81 provinces and 30 megacities are voting, with key battles to be held in Istanbul and Ankara

A year after the presidential election that confirmed Recep Tayyip Erdogan for a third term, Turkey returns to the polls on March 31 for local elections.

The 61 million eligible voters will elect mayors and local administrators for 81 provinces in 30 metropolitan areas and 1351 districts, and Erdogan’s main goal will undoubtedly be to regain Istanbul, lost by his Justice and Development Party AKP.

“It is time to resume work where it has been interrupted, end this period of sludge and mud, and put ourselves back in the service of the public as we have done for 30 years. The city has returned to the problems of 1994, these were 5 lost years,” Erdogan explained at the rally, filmed by Italian journalist agency AGI.

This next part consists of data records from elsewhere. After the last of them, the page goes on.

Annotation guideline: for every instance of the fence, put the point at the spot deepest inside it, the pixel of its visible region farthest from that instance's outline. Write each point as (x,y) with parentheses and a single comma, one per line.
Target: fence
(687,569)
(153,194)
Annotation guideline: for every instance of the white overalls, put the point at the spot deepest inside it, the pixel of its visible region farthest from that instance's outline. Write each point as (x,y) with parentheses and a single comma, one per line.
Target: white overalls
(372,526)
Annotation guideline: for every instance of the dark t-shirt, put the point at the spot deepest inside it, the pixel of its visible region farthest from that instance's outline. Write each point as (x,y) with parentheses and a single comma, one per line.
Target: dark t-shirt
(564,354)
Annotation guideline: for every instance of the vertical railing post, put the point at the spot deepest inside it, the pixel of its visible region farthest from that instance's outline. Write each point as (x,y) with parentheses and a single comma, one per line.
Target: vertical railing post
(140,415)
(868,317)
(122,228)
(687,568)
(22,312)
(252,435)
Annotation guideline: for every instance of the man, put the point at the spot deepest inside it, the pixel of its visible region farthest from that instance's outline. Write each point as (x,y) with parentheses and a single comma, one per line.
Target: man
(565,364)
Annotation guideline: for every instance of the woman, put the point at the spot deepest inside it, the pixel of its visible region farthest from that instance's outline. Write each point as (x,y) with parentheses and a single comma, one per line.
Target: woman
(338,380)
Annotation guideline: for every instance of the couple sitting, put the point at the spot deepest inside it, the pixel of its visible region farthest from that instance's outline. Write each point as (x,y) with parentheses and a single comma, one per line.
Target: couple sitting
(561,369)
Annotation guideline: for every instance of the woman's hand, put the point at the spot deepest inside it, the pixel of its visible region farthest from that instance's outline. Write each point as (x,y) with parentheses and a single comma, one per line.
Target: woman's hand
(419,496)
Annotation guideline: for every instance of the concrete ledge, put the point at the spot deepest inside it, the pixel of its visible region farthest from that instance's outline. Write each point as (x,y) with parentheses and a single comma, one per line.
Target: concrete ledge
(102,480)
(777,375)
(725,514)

Ekrem Imamoglu of the Republican Party CHP won the last election in Istanbul. “We must save this city from the tyranny of CHP, and for that we will work day and night,” Erdogan continued, pushing his candidate Murat Kurum, former environment minister. Kurum, apart from being in the government, is an engineer who has been involved in retrofitting old buildings in major Turkish cities with anti-seismic criteria, developing a government project initiated after the terrible 1999 earthquake. Seismic risk is one of the problems, especially felt by the population (the last earthquake occurred in February 2023 in the southern part of the country on the border with Syria), and Erdogan, according to analysts, has focused on Kurum, particularly for this reason, among others. The president certainly sees this election as a referendum on his government and then, as he himself has been fond of saying in the past, “whoever rules Istanbul rules Turkey.”